For less intense hydration, nivea and simple are my favourite high street brands because my skin is prone to reacting with anything too perfumed and I find these much more gentle.
If I could afford it I love Clinique face creams and Clarins too.
But really, don’t dismiss the more affordable brands. They’ve served me well these past (I refuse to say how many!) years. And whilst I am going make up free by veritable force, why not try giving your skin a day off once a week?
As Audrey Hepburn once said: ‘Makeup can only make you look pretty on the outside, but it doesn’t help if you’re ugly on the inside. Unless you eat the makeup.’
Another product I’ve been trying out is scar oil (a previous seizure left me with a cut above my right eye). I’ve been using Bio Oil religiously since around Christmas time and it’s now almost gone. Of course, this can’t be used on open wounds and it does take until the bruising has gone down before you know what you’re working with and what difference it is making.
And it’s not just topical lotions and potions that help skin. Walk into the likes of Holland and Barrett and you are confronted with a multitude of products to help dry skin, greasy skin, sensitive skin, scarred skin… You name it, there’s almost definitely a herb based cure.

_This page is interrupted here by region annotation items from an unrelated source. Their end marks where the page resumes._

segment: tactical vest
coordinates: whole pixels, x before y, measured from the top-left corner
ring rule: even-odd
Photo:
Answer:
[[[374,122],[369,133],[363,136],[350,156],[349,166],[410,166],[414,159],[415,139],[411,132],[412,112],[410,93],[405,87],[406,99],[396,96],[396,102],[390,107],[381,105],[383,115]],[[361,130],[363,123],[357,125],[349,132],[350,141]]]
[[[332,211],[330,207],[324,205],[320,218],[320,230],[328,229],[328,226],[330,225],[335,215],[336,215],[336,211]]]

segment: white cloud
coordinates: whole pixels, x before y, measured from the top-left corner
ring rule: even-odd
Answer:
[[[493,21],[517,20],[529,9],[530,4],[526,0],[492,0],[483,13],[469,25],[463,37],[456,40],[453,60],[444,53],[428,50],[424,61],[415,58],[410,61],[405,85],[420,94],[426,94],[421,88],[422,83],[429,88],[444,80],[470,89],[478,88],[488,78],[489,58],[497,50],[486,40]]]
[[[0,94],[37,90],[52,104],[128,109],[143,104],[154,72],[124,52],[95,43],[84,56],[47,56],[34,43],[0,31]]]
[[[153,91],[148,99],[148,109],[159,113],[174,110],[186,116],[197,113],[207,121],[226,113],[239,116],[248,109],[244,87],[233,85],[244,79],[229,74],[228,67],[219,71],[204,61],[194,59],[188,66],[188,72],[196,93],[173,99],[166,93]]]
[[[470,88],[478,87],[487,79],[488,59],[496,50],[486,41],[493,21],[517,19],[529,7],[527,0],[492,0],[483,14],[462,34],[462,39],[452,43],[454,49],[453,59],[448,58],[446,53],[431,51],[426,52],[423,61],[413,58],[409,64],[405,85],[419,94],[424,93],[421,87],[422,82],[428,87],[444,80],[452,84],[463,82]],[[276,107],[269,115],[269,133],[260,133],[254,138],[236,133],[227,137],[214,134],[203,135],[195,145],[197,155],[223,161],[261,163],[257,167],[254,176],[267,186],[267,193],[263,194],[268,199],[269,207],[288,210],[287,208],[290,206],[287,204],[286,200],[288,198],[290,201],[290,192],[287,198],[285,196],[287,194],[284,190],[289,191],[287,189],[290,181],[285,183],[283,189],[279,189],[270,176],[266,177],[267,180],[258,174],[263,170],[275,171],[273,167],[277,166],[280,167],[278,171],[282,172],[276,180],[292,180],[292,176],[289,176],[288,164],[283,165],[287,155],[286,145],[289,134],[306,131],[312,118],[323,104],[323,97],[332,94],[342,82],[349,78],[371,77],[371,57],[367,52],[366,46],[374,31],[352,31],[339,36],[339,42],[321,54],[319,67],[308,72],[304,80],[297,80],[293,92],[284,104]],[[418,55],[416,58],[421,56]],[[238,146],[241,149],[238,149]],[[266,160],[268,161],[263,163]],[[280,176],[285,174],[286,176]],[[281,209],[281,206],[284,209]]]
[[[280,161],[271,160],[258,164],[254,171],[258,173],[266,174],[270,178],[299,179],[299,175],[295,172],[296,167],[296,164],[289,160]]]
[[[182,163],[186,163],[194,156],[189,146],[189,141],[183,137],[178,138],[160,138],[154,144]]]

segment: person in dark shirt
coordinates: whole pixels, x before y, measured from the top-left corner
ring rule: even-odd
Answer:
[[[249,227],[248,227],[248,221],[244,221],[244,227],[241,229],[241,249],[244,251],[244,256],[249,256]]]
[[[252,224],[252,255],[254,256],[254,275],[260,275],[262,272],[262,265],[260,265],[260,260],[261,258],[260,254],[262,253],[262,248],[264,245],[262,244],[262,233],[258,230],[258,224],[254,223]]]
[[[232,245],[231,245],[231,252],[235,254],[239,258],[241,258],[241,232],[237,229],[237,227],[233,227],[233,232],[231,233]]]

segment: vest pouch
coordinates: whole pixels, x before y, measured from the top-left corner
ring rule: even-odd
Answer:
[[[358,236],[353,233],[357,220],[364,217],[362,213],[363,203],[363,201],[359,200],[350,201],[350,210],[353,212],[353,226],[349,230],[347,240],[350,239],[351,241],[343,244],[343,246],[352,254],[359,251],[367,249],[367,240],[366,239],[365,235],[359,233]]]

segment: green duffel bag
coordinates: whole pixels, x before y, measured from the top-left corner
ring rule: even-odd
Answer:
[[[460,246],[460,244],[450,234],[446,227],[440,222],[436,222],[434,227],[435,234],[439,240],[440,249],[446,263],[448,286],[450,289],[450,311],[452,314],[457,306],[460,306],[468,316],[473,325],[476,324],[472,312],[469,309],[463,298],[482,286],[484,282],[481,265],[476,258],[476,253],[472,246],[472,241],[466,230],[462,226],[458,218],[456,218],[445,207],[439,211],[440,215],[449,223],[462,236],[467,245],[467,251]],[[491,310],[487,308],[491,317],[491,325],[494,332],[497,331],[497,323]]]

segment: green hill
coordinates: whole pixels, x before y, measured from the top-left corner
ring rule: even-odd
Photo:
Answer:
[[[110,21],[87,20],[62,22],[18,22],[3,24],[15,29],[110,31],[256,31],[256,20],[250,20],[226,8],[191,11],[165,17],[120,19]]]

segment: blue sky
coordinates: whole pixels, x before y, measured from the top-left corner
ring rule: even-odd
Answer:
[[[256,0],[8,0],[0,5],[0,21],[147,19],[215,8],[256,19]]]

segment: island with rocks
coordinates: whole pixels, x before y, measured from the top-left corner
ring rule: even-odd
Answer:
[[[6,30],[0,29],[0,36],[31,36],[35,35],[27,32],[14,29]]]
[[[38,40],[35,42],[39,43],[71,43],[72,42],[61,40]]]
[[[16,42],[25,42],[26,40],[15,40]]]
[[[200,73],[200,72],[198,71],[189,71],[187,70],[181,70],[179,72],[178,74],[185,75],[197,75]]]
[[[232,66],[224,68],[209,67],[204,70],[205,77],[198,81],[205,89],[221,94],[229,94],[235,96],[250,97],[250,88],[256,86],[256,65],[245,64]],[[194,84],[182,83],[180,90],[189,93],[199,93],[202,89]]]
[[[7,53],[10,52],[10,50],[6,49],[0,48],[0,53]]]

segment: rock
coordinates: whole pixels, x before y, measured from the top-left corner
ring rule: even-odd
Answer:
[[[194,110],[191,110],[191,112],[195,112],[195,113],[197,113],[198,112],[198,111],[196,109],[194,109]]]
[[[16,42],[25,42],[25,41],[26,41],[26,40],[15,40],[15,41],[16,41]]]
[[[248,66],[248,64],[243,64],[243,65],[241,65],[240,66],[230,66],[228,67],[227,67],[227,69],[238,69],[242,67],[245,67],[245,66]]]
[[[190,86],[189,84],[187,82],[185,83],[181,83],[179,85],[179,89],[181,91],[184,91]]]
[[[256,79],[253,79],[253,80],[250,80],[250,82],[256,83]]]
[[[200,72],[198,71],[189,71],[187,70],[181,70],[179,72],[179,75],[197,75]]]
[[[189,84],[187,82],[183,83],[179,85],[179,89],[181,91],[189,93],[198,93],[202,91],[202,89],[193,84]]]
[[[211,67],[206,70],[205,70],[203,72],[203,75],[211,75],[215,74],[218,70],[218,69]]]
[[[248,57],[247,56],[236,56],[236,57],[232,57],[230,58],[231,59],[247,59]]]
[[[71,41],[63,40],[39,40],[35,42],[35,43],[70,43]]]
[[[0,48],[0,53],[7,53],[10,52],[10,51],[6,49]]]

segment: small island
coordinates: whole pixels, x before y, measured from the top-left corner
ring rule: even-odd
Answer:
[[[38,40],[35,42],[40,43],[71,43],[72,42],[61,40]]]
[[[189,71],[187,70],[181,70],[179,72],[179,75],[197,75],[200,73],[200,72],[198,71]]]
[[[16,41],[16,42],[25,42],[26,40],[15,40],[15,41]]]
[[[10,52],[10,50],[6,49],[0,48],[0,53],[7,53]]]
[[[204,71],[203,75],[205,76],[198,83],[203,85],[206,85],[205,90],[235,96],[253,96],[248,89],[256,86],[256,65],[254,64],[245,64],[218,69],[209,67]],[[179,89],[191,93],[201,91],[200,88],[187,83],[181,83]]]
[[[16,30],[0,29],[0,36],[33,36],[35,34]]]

I love lavender. Not just because it helps me sleep – another route to healthier, brighter looking skin – but as documented on the 100percentpure blog, it’s good for treating acne, detoxifying skin, preventing wrinkles, unclogging pores and has anti-inflammatory properties
Lips wise, Nivea is once again near if not at the top of my go-to list. It might sound rather un-sexy but it’s plain, simple, and I’ve found my lips absorb it really well. Within just a couple of days of using it my peckers were smooth and pain free (this test was done prior to the whole stitches debacle).
Things I try to avoid are products like Vaseline, which I’ve found can dry out lips, and Carmex. Yes it tingles and feels nice but my lips become in a way addicted to it, so that if I stop using it they go straight back to how chapped and possibly worse as they were before. Blistex is another one. Great in small doses but, for me at least, not a long term
I’m sure there are far more expensive products out there – some that will work wonders, others for which you are simply emptying your purse for a brand name.
For now I’m happy with my simple, perfume-free options. And here begins my no make-up experiment. Enforced initially, yes, but I’m going to see how long I can last and what difference it makes to my skin.